Some are training Ukrainians to fight NATOs war.

-1 ( +0 / -1 )

u_s__reamerToday  11:34 am JST

a nice summation.... but the populace will certainly go for the snake-oil.... especially if it's poured on the bread they are given to munch while watching the next circus dreamed up for their numbification... I mean.... 'entertainment' nothing much positive has happened since the inauguration of the NHS, my view, and that was a damned long time ago....

1 ( +1 / -0 )

The UK Ambulance Service used to be one of the finest in the world. Now it's in a diabolic state.

Dying people on the streets waiting many hours for an ambulance to arrive.

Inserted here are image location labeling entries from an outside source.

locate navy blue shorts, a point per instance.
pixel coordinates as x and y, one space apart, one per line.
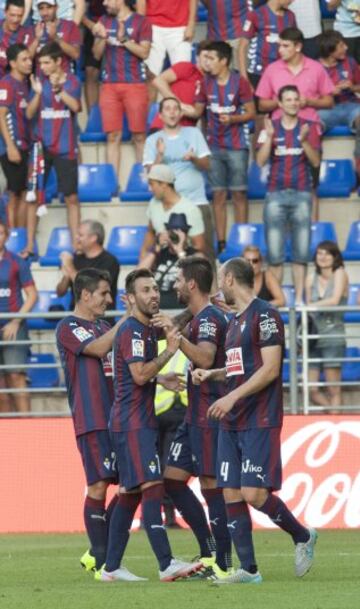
249 458
194 450
137 456
98 457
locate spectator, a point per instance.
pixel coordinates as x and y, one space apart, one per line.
258 46
124 37
15 131
185 150
182 81
95 10
11 32
90 253
347 22
229 104
308 19
52 29
15 277
54 104
162 261
326 287
165 202
345 74
266 285
292 145
173 25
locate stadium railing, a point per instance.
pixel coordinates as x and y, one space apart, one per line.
296 381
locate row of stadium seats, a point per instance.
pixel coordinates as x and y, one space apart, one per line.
125 241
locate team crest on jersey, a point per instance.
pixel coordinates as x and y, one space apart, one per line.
137 347
81 334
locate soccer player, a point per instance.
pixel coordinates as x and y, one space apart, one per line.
15 131
55 102
194 449
251 415
85 343
292 145
134 429
229 104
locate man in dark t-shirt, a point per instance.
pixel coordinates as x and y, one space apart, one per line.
91 254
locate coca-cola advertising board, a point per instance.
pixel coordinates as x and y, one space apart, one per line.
43 483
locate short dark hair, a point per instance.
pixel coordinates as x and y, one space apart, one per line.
133 276
328 42
332 248
287 88
241 270
165 99
89 279
293 34
14 50
18 3
222 49
52 50
199 269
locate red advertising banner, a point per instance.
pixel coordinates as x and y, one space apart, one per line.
43 485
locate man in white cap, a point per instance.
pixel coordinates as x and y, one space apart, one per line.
165 202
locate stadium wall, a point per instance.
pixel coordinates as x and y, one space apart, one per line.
43 485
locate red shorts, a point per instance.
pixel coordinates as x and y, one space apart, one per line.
117 98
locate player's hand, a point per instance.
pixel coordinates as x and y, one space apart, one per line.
10 330
173 381
220 408
199 375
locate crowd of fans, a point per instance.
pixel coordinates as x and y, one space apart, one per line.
267 81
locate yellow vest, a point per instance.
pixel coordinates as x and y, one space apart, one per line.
164 398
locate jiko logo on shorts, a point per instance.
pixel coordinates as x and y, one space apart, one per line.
321 472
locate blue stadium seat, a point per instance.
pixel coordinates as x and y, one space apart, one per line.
17 240
353 299
97 183
60 241
137 188
257 181
42 377
352 249
321 231
241 235
47 300
337 178
125 243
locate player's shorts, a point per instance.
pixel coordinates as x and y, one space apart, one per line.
119 98
66 172
16 173
194 450
250 458
98 457
137 456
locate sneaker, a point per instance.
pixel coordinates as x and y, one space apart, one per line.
177 569
88 561
304 554
119 575
240 576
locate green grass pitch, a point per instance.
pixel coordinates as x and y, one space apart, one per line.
43 572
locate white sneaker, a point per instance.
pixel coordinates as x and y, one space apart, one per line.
119 575
178 568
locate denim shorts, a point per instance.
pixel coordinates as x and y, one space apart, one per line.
229 169
288 211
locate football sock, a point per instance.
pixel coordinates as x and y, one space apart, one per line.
96 528
119 528
152 498
218 522
277 511
193 513
240 528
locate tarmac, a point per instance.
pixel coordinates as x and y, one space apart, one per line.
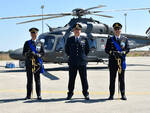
54 90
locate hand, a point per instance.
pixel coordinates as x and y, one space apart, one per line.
33 53
38 55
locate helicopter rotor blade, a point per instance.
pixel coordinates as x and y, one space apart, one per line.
41 19
103 15
99 6
119 10
14 17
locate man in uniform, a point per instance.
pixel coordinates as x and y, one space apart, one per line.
77 48
117 47
33 52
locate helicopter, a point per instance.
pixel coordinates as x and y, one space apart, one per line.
96 32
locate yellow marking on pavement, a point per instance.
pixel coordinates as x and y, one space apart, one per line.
76 92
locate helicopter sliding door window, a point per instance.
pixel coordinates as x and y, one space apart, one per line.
49 42
60 44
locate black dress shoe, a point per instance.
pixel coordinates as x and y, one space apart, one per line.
39 98
69 97
111 98
123 97
87 97
26 98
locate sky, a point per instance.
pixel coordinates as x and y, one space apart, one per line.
13 36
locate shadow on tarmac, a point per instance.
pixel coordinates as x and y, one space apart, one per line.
11 100
45 100
82 100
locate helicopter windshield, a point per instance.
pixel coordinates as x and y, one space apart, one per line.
48 42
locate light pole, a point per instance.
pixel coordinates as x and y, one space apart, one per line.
125 14
42 7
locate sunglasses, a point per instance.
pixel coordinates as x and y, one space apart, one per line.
116 29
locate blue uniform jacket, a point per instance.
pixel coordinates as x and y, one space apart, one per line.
77 51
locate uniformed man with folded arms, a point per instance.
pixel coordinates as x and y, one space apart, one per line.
33 51
77 48
117 48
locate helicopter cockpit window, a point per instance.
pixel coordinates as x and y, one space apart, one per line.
48 42
60 45
92 44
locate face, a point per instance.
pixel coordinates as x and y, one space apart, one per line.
77 32
33 35
117 31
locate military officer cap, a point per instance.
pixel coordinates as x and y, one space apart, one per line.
77 26
33 30
117 25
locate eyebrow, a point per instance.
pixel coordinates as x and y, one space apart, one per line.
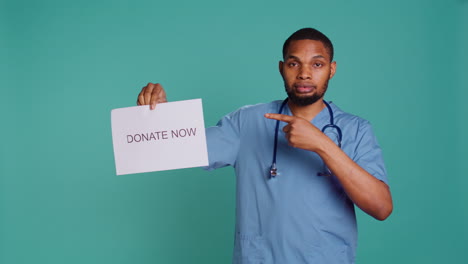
296 58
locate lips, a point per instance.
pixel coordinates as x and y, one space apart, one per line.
304 88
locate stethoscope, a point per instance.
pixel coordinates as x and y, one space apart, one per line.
331 125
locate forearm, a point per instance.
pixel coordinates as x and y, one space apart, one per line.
367 192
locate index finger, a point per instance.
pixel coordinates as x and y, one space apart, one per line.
280 117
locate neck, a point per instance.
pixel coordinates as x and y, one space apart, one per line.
307 112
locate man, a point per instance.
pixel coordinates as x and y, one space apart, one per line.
300 209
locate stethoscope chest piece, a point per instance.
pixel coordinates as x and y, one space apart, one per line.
330 126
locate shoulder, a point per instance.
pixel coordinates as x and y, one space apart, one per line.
347 119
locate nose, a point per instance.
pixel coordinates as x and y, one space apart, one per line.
304 73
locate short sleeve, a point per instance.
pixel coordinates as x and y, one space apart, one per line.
223 142
368 153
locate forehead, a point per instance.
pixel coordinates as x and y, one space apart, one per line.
306 48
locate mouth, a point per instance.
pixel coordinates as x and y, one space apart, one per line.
304 88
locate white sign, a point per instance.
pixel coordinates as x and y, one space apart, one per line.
172 136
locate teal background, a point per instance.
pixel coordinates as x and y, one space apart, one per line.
65 64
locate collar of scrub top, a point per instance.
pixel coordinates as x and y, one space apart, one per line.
331 125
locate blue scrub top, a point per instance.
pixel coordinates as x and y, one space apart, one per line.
297 217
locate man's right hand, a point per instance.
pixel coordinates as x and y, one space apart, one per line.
152 94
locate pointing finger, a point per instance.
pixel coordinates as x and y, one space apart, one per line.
280 117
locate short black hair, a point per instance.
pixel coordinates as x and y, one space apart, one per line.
312 34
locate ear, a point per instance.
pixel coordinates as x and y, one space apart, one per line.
332 69
280 67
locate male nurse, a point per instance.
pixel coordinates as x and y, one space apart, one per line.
299 206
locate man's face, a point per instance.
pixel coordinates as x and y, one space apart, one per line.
306 70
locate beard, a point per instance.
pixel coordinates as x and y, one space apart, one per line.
305 100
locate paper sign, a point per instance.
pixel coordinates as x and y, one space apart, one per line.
172 136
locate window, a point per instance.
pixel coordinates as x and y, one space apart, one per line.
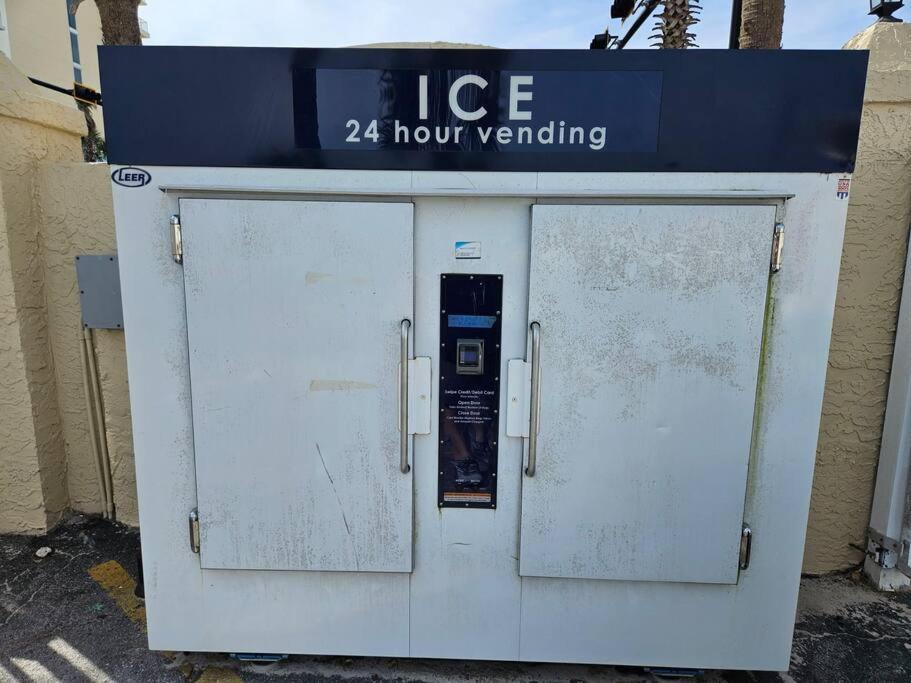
74 42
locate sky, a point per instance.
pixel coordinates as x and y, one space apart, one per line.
809 24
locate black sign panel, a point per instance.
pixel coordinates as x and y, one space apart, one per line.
621 110
470 315
455 110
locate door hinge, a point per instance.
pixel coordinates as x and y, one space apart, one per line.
194 530
746 547
777 246
176 239
887 552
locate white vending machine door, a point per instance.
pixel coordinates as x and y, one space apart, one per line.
651 321
294 313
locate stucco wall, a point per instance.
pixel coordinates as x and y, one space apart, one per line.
53 207
112 371
866 312
77 217
33 129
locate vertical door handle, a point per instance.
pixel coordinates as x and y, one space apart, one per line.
535 399
403 400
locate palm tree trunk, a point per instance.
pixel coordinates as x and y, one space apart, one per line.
674 24
761 24
119 21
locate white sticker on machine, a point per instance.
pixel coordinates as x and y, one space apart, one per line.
468 250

Daily horror stories in the media.

What happened to the £350 million per week Boris promised on his bus?

https://e3.365dm.com/16/06/2048x1152/gettyimages-531883850-1-2048x1536_3490755.jpg

The annual number of paramedics in the United Kingdom (UK) from 2010 to 2021

https://www.statista.com/statistics/318931/number-of-paramedics-in-the-uk/

-1 ( +0 / -1 )

If I was a British soldier I would refuse to cross any picket line. 

I don't think there are any picket lines for the ambulance worker strikes at the NHS. The military have been used before when ambulance workers went on strike. There was no animosity that I recall. But the military were fairly incompetent, which is no surprise given their lack of experience in that field. In some ways, it added to the workers' cause.

0 ( +0 / -0 )

The troops don't know the local streets. Not used to dealing with civilians. But can't be worse than the current service.